Wednesday, July 28, 2010

Does running a marathon push the body further than it is meant to go?

http://www.nytimes.com/2009/10/27/health/27well.html

The conventional wisdom is that distance running leads to debilitating wear and tear, especially on the joints. But that hasn’t stopped runners from flocking to starting lines in record numbers.

Last year in the United States, 425,000 marathoners crossed the finish line, an increase of 20 percent from the beginning of the decade, Running USA says. Next week about 40,000 people will take part in the New York City Marathon. Injury rates have also climbed, with some studies reporting that 90 percent of those who train for the 26.2-mile race sustain injuries in the process.

But now a best-selling book has reframed the debate about the wisdom of distance running. In “Born to Run” (Knopf), Christopher McDougall, an avid runner who had been vexed by injuries, explores the world of the Tarahumara Indians of Mexico, a tribe known for running extraordinary distances in nothing but thin-soled sandals.

Mr. McDougall makes the case that running isn’t inherently risky. Instead, he argues that the commercialization of urban marathons encourages overzealous training, while the promotion of high-tech shoes has led to poor running form and a rash of injuries.

“The sense of distance running being crazy is something new to late-20th-century America,” Mr. McDougall told me. “It’s only recently that running has become associated with pain and injury.”

The scientific evidence supports the notion that humans evolved to be runners. In a 2007 paper in the journal Sports Medicine, Daniel E. Lieberman, a Harvard evolutionary biologist, and Dennis M. Bramble, a biologist at the University of Utah, wrote that several characteristics unique to humans suggested endurance running played an important role in our evolution.

Most mammals can sprint faster than humans — having four legs gives them the advantage. But when it comes to long distances, humans can outrun almost any animal. Because we cool by sweating rather than panting, we can stay cool at speeds and distances that would overheat other animals. On a hot day, the two scientists wrote, a human could even outrun a horse in a 26.2-mile marathon.

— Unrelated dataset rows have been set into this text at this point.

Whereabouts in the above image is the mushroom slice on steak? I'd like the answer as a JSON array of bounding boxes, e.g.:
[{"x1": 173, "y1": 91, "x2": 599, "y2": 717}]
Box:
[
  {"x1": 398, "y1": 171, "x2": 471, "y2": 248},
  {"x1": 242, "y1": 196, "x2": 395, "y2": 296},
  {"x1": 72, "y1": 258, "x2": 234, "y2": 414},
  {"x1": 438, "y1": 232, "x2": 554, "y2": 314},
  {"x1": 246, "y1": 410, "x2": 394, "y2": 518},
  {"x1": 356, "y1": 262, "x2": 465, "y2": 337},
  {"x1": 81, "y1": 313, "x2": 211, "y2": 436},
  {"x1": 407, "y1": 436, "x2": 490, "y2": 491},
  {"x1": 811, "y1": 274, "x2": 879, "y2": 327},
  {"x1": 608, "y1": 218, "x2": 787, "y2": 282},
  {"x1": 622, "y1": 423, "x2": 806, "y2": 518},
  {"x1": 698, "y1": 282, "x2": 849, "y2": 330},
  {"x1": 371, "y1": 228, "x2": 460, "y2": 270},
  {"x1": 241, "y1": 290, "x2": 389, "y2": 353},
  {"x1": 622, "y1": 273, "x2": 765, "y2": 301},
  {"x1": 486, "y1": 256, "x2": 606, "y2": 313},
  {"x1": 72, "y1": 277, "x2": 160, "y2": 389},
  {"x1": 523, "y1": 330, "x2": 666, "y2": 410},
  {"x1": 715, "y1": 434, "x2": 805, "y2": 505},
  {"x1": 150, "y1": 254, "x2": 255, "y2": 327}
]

Why would evolution favor the distance runner? The prevailing theory is that endurance running allowed primitive humans to incorporate meat into their diet. They may have watched the sky for scavenging birds and then run long distances to reach a fresh kill and steal the meat from whatever animal was there first.

Other research suggests that before the development of slingshots or bows, early hunters engaged in persistence hunting, chasing an animal for hours until it overheated, making it easy to kill at close range. A 2006 report in the journal Current Anthropology documents persistence hunting among modern hunter-gatherers, including the Bushmen in Africa.

“Ancient humans exploited the fact that humans are good runners in the heat,” Dr. Bramble said. “We have such a great cooling system” — many sweat glands, little body hair.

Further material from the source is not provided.